«
  1. Anasayfa
  2. Eğitici Masallar
  3. Dedemin Kırmızı Mızıkası

Dedemin Kırmızı Mızıkası

6 yaş için eğitici masallar

DEDEMİN KIRMIZI MIZIKASI / 6 Yaş İçin Eğitici Masallar

6 yaş için eğitici masallar serimizde eğitici masallar ve uyku masalları kategorisinde “Dedemin kırmızı mızıkası” isimli masal dinle yeceksiniz, aslında bir çocuğun dedesi hakkında anlattığı güzel bir anısının paylaşıldığı uyku getirici masallardan olan , okul öncesi eğitici masalımızı severek okuyacaksınız… Eğitici çocuk masalımızı Yazımızın altında bulunan Eğitici Uyku masalları masal videomuz ile dinleye bilirsiniz.

Eğitici Dini Masal Videosu İle Dinlemek İstermisiniz?

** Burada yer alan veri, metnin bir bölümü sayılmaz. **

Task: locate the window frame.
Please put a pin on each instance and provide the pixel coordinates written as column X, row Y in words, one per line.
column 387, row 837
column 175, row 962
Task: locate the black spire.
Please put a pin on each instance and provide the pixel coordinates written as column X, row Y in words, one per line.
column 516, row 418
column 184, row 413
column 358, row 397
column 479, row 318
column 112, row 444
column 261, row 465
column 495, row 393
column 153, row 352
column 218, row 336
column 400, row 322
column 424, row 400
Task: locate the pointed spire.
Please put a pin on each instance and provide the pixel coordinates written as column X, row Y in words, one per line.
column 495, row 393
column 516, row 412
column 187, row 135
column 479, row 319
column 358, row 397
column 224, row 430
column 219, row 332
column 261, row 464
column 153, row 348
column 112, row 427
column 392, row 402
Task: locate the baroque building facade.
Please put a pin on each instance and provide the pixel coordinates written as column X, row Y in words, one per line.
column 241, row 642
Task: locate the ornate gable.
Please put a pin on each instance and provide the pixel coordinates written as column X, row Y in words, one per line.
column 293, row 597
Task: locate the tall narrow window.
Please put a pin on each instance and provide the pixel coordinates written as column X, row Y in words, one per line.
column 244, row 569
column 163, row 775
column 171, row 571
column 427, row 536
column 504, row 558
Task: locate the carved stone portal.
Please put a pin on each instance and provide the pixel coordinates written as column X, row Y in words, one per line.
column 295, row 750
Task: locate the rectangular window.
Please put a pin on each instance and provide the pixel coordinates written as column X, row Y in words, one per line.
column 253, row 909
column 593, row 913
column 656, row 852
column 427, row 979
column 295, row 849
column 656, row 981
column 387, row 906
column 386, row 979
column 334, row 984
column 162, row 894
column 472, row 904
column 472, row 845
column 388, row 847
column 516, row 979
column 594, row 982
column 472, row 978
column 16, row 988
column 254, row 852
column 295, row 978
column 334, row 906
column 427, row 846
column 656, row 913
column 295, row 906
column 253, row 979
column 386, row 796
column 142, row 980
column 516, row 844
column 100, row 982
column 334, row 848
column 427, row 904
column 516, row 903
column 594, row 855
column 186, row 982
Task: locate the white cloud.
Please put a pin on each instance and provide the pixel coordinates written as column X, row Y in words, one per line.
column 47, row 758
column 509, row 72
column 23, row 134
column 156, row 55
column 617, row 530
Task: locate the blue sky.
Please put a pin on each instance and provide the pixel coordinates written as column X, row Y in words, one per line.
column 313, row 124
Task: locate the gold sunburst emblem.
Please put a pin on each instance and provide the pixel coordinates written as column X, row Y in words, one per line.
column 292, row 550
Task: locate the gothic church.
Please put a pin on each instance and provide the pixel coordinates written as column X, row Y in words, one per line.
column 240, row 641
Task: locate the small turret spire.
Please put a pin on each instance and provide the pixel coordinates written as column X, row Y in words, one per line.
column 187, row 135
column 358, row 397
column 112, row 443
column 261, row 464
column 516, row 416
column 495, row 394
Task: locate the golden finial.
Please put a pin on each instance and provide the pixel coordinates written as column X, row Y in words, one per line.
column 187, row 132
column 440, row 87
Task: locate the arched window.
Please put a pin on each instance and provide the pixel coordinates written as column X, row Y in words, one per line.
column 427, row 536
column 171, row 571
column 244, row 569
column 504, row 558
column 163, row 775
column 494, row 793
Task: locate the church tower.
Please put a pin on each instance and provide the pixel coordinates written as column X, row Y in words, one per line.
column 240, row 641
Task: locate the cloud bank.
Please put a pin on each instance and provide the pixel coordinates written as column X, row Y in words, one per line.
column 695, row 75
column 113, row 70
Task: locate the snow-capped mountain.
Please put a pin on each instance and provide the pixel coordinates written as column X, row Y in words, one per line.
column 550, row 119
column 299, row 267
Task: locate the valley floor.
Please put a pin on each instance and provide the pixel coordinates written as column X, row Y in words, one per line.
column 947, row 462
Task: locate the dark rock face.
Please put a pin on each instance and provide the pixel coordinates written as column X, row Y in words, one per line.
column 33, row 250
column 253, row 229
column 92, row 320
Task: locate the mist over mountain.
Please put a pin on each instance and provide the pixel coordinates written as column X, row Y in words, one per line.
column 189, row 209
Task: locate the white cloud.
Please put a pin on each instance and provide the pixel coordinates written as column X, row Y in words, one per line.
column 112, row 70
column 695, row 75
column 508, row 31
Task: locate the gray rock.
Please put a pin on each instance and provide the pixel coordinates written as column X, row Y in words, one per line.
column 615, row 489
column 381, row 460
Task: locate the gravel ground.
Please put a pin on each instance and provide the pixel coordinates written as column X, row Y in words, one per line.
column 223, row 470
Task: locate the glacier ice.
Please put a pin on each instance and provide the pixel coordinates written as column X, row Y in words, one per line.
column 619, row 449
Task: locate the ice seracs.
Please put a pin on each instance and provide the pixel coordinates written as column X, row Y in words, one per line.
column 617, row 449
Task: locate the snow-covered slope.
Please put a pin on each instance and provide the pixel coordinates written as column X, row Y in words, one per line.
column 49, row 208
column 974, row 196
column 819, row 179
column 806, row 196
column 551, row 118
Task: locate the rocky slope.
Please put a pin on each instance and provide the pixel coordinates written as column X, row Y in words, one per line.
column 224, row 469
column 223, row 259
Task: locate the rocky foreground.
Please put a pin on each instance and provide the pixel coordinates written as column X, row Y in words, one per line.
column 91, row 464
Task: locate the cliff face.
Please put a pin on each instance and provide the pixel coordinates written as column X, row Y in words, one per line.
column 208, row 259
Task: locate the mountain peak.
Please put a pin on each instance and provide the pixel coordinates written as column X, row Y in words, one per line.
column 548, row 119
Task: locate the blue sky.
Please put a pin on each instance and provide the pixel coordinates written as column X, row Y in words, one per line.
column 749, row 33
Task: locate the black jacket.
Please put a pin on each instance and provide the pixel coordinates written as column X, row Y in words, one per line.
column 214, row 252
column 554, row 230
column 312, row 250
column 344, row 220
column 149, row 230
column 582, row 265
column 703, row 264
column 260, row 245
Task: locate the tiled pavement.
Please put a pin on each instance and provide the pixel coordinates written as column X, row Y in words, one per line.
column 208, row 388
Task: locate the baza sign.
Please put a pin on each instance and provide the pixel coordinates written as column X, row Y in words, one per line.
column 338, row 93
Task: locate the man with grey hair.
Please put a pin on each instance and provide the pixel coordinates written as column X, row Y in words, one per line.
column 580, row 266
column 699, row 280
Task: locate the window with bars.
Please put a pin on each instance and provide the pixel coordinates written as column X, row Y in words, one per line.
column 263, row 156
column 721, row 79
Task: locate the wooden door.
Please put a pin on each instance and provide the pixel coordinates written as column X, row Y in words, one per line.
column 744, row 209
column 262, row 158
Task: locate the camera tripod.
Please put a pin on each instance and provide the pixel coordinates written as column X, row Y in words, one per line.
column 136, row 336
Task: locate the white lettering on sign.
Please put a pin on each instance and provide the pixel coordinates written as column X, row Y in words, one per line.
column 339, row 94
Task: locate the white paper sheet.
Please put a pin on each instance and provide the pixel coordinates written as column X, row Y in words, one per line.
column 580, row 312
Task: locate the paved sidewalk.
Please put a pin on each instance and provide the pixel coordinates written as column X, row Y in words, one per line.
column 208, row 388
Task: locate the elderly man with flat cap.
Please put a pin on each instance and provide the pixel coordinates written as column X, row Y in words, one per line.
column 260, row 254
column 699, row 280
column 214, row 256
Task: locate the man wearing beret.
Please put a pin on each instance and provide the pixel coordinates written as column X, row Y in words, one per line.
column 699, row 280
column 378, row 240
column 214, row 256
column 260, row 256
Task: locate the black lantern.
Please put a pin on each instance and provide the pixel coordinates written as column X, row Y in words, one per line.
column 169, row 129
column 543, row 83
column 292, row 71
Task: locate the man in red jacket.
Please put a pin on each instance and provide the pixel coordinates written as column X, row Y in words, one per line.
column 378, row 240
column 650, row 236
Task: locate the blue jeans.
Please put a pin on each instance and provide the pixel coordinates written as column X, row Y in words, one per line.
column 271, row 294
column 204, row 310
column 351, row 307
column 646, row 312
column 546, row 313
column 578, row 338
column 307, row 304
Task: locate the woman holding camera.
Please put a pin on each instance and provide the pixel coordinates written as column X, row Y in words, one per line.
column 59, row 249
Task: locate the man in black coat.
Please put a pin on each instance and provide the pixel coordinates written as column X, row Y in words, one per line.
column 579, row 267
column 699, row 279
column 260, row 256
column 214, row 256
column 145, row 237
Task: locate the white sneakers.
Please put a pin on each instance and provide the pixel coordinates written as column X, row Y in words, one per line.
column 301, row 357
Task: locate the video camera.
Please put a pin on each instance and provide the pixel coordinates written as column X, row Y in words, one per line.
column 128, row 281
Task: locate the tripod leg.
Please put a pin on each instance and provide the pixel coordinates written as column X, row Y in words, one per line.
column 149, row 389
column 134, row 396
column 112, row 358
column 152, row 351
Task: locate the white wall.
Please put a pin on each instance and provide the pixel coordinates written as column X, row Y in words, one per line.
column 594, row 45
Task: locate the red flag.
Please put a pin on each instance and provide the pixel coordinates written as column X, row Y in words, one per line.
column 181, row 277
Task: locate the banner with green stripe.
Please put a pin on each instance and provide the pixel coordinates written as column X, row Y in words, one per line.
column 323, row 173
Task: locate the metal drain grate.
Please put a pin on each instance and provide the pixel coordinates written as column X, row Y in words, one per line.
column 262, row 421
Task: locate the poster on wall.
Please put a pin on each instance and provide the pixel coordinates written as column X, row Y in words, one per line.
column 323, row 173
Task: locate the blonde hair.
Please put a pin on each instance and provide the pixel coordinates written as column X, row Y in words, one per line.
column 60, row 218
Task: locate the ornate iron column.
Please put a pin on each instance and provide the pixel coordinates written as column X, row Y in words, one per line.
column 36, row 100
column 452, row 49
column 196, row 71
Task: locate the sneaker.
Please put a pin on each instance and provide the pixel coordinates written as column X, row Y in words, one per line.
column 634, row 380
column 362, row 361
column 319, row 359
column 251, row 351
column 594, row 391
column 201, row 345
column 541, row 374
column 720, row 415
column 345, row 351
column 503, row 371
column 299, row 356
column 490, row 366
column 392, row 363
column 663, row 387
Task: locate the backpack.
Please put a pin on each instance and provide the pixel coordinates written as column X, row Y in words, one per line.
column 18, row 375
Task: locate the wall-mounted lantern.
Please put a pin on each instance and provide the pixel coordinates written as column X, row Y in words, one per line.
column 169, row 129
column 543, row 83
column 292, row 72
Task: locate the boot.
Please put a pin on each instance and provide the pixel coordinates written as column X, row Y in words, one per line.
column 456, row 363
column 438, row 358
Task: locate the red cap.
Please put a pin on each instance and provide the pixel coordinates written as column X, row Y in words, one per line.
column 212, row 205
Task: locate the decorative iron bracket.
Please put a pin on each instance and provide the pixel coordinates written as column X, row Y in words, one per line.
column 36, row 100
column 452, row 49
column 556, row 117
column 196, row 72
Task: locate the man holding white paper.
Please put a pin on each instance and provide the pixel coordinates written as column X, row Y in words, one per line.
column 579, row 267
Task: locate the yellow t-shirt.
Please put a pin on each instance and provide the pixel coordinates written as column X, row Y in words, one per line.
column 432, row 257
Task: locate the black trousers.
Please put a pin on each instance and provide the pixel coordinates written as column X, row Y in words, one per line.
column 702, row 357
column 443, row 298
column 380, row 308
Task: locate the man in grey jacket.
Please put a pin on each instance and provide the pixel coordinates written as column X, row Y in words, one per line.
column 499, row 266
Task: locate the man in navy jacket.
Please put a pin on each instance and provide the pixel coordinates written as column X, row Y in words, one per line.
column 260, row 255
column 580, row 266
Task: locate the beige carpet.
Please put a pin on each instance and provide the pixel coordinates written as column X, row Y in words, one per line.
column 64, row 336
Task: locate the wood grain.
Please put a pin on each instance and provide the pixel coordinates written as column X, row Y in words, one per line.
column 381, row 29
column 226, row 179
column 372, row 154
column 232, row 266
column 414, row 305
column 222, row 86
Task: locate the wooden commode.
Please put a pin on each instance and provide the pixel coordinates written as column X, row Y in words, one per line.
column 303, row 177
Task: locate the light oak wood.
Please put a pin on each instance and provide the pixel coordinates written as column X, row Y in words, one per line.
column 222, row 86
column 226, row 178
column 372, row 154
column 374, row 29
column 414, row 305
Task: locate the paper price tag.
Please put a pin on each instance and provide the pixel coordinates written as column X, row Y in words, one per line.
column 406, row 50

6 yaş için eğitici masallar


Adım Turna. Küçük, kendi hâlinde bir kasabanın çocuğuyum. İlkokuldan ortaokula kadar gazozcu Tahir amcanın yanında çıraklık ettim. Saçlarımı liseye gidene kadar mahalledeki Salim amcaya tıraş ettirdim.

Kitap okumayı pek sevmezdim. Ama yine de kitaplarımı kimseye vermek istemez, okumasam bile dedemin sandığında biriktirirdim.

Defterlerimi, kitaplarımı kâğıtla kaplamayı dedemden öğrendim. Islık çalmayı, dondurmanın külahını delip tersinden yemeyi, artan ekmekleri ıslatıp kuşlara vermeyi de bana dedem öğretti. Dedem hayatta en çok şarkı söylemeyi severdi. Bir de mızıka çalmayı.

Almanya’da yaşayan dayısının getirdiği kırmızı bir mızıkası vardı. Yaz akşamları bahçedeki erik ağacının altına dayadığı sandalyesinde mızıka çalarken, kasabanın bütün çocukları tek tek bahçeye üşüşürdü. Dedem birkaç şarkıdan sonra mızıkayı bırakınca hep birlik olup “Yaaa, Memet amca biraz daha çal.” diye ısrar ederlerdi.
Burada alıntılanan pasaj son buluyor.